Mammoth Road is a north–south road in Massachusetts and New Hampshire. The road runs from its origin in Lowell, Massachusetts to its northern end in Hooksett, New Hampshire, a suburb of Manchester. The total length of the road is 29.3 mi. It was named "Mammoth" in the hope that the convenience of its directness and elimination of smaller connecting roads between thoroughfares would result in sufficient use and prestige as to "kill all the other roads".

==Route description==
Mammoth Road begins in Middlesex County, in the center of Lowell, at an intersection with Pawtucket Street and School Street. This is located on the south bank of the Merrimack River, and near the campus of the University of Massachusetts Lowell. The road proceeds to cross over the river on the O'Donnell Bridge, and immediately intersects Route 113 (Riverside Street, Varnum Avenue), which leads to Tyngsboro in the west and Lawrence in the east. After intersecting, the road runs north into the town of Dracut, passing through an intersection with Nashua Road and Meghan Lane, and another one with Lakeview Avenue. The intersection with Lakeview Avenue is known as Costello Square, named after James F. Costello, who was a resident of Dracut lost in World War I. After passing through the square, the road leaves Massachusetts and crosses into the state of New Hampshire. Mammoth Road becomes New Hampshire Route 128 (NH 128), and enters the town of Pelham, which is in Hillsborough County.

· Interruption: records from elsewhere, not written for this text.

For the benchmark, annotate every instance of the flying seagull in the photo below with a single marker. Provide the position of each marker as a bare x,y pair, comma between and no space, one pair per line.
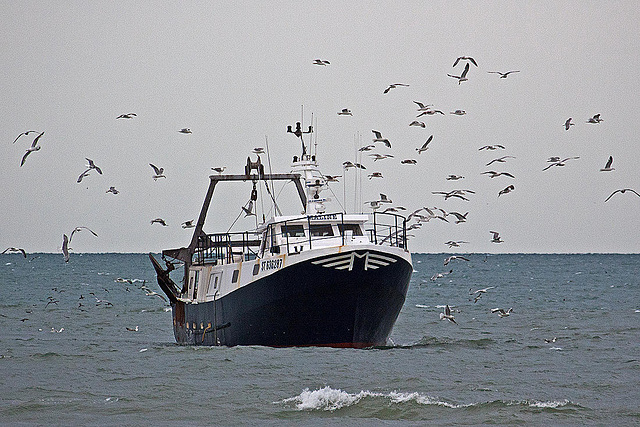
24,133
462,77
11,250
501,311
595,119
496,237
465,58
495,174
34,147
568,124
79,229
159,172
560,162
425,145
491,147
393,86
447,311
453,257
623,190
500,160
159,221
607,167
503,75
506,190
379,138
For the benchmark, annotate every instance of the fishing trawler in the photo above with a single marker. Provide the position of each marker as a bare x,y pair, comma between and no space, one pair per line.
311,279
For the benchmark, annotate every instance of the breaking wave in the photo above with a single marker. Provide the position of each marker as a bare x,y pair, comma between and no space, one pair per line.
330,399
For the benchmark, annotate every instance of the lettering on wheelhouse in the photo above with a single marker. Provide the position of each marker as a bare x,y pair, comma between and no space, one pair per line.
325,216
271,264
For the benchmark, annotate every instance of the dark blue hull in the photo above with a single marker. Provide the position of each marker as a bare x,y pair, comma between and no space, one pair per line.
305,304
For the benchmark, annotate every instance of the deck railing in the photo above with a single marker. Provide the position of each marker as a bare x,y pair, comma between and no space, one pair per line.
282,237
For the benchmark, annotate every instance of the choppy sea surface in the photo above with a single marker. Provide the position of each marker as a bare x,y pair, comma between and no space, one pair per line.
568,353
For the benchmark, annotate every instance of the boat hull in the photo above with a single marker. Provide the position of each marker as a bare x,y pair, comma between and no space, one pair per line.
317,302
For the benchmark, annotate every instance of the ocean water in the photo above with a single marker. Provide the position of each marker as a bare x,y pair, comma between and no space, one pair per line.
66,363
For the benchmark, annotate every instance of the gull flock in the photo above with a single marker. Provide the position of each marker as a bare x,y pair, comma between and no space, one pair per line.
379,151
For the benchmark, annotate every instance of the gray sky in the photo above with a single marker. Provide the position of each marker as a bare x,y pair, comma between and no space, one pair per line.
237,72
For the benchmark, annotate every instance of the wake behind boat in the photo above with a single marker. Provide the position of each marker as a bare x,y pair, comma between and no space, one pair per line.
316,279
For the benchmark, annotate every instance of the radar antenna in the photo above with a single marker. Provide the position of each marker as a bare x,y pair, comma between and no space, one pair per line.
298,132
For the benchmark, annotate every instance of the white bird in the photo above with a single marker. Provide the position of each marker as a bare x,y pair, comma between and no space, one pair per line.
465,58
560,162
65,247
379,138
495,174
79,229
34,147
15,250
430,112
462,77
82,175
501,311
349,165
622,191
500,160
159,221
491,147
393,86
454,257
595,119
92,165
423,107
377,156
425,145
607,167
503,75
441,275
158,172
24,133
447,311
568,124
506,190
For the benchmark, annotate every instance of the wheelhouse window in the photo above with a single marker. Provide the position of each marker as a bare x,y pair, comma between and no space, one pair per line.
293,230
321,230
354,228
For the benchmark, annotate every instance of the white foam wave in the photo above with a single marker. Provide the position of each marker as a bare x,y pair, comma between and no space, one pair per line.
549,404
329,399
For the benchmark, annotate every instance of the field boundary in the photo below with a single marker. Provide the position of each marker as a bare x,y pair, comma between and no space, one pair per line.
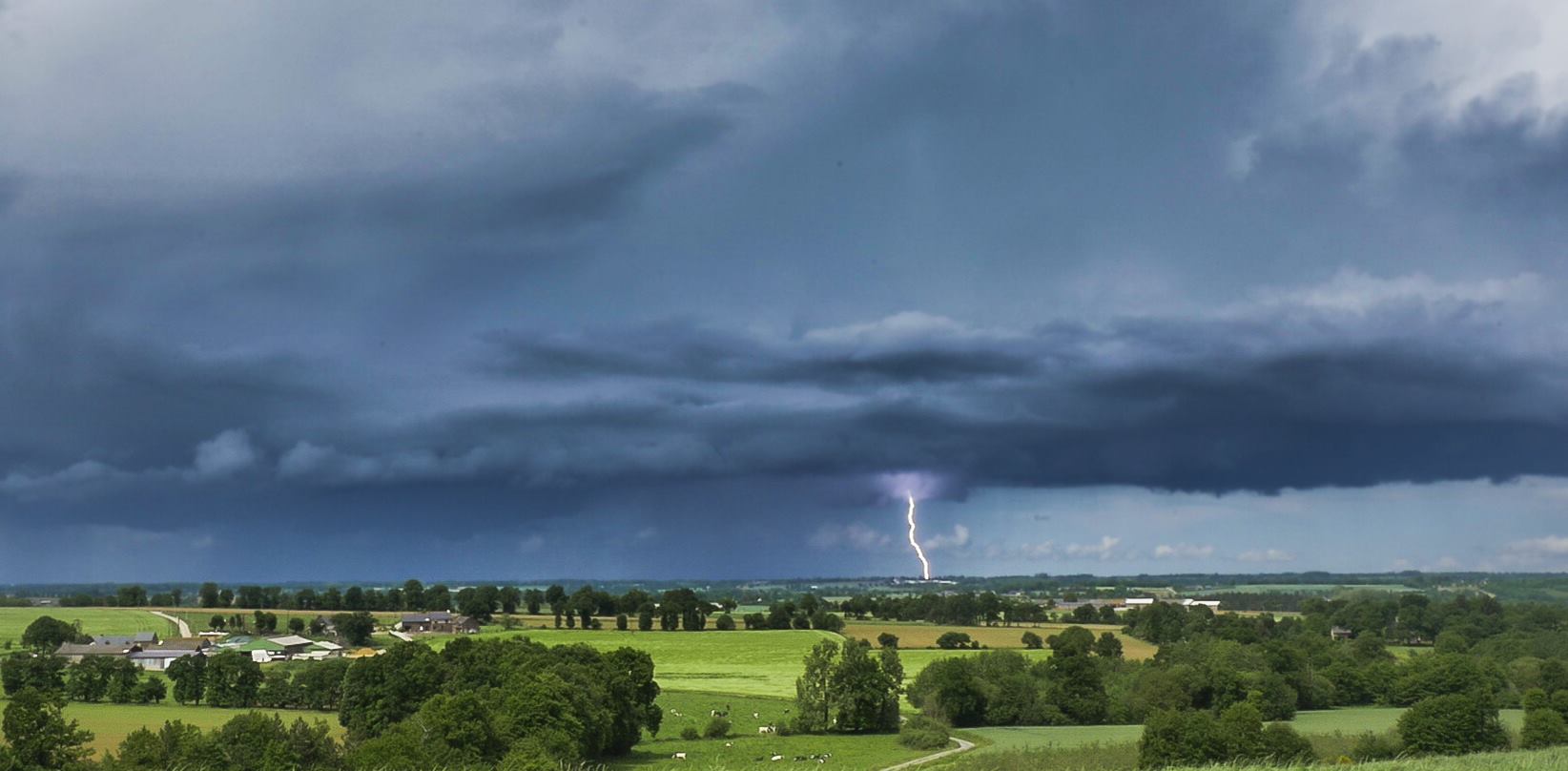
963,746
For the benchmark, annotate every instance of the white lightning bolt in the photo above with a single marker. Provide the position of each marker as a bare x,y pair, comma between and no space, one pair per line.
925,567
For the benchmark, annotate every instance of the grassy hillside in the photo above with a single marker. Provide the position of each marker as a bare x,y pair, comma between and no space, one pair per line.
918,635
1536,761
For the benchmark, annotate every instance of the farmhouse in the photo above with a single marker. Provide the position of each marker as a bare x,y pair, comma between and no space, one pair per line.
436,622
141,637
320,651
292,644
74,652
423,622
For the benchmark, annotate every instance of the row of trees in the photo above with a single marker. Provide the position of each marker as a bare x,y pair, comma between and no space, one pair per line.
93,678
959,608
849,688
486,702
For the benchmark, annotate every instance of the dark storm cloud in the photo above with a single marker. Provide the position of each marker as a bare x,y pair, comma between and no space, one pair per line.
74,396
1185,407
502,198
248,270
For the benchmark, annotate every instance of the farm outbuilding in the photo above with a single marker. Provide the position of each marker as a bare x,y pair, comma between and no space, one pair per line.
158,659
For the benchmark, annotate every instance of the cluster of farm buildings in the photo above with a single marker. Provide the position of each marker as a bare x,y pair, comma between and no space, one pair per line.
1136,602
146,651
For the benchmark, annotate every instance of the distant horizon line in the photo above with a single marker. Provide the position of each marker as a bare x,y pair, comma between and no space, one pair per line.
794,580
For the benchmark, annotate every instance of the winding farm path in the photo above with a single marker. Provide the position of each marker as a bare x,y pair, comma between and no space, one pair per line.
185,629
963,746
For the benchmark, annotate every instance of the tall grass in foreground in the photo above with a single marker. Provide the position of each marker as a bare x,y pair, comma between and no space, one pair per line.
1115,758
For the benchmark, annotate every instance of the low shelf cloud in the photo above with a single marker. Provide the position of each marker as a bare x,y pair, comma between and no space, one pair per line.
581,275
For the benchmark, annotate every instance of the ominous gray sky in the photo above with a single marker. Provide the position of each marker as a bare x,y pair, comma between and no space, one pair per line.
700,289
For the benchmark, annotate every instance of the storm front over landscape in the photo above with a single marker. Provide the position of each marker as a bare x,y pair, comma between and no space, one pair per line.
723,289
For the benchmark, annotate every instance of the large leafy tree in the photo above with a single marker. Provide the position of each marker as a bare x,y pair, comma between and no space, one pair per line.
38,732
48,634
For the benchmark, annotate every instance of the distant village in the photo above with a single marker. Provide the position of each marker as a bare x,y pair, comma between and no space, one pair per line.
150,652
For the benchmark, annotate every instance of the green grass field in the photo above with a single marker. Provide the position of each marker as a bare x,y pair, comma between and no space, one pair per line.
112,722
1317,722
920,635
94,620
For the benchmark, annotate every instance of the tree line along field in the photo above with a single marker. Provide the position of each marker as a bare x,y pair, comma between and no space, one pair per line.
112,722
691,710
920,635
1518,761
1314,722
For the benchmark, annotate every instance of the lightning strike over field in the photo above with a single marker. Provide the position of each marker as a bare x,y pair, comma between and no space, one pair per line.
925,566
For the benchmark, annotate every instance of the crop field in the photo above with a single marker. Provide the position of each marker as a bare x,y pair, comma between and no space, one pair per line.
1316,722
112,722
747,748
94,620
919,635
1310,588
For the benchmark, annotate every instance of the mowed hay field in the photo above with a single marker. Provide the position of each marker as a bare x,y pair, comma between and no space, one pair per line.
918,635
682,710
94,620
112,722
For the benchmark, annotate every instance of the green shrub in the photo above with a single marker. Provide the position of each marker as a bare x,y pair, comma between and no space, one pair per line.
1455,724
1283,744
717,727
1543,727
1181,739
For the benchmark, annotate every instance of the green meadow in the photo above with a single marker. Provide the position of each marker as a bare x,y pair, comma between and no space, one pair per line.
94,620
112,722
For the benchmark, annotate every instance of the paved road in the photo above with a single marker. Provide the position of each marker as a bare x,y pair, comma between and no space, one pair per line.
963,746
185,629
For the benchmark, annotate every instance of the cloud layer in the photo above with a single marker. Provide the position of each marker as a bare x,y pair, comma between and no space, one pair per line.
747,274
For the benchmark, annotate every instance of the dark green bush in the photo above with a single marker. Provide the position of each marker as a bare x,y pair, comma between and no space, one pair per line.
1453,724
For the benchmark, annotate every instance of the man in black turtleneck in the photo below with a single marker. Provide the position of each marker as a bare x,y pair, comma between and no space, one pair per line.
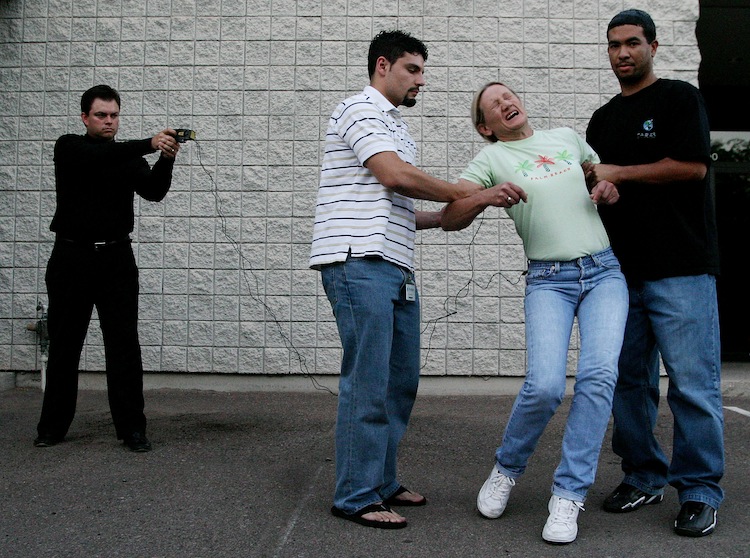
92,264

In Pelham, Mammoth Road travels past an intersection with Sherburne Road, connecting to Hudson, and immediately comes to a Y Junction with NH 111A (Marsh Road), which leads to the center of Pelham. Further up, the road comes to an intersection with Keyes Hill Road and Tallant Road, before crossing the county line into Rockingham County and into the town of Windham.

While spending a short time in Windham, Mammoth Road does intersect NH 111 (Haverhill Road), which leads to the center of Hudson going westbound and the center of Windham going eastbound. After this intersection, the road enters the town of Londonderry, passing through its southern part before intersecting NH 102 (Nashua Road). This leads to Hudson going westbound and Derry going eastbound. Once through the intersection, the road passes through the center of Londonderry, and continues into the northern part of town, passing through an intersection with Litchfield Road and Stonehenge Road.

Shortly after, Mammoth Road merges with NH 28 (Rockingham Road), which leads to Derry going southbound, and the city of Manchester going northbound. This point is the northern terminus of NH 128. Rockingham Road continues north, while Mammoth Road veers to the left and parallels Rockingham Road. At the northern end of this stretch, Mammoth Road once again connects with Rockingham Road until NH 28A. At this point, Mammoth Road follows NH 28A and NH 28 becomes South Willow Street, heading north-northwest into downtown Manchester. Here, the road is South Mammoth Road.

Once in Manchester, South Mammoth Road passes by various communities before approaching an underpass with I-293 and NH 101. After passing under this, South Mammoth Road travels through the eastern side of downtown Manchester. The road has back-to-back intersections with Huse Road and Cilley Road. At this point, South Mammoth Road drops the "South" name and returns to Mammoth Road. The road then goes through several other intersections with Candia Road, Massabesic Street / Wayland Avenue, Lake Avenue, and Hanover Street. Once through these intersections, the road meets up with Bridge Street, which is a major east–west throughfare connecting to the center of downtown Manchester and I-93. After this stretch, the road exits downtown and merges with Smyth Road, which comes from the southwest. Mammoth Road then approaches an overpass with I-93. After passing over, Smyth Road breaks off and continues to the east, while Mammoth Road crosses the county line into Merrimack County and into the town of Hooksett.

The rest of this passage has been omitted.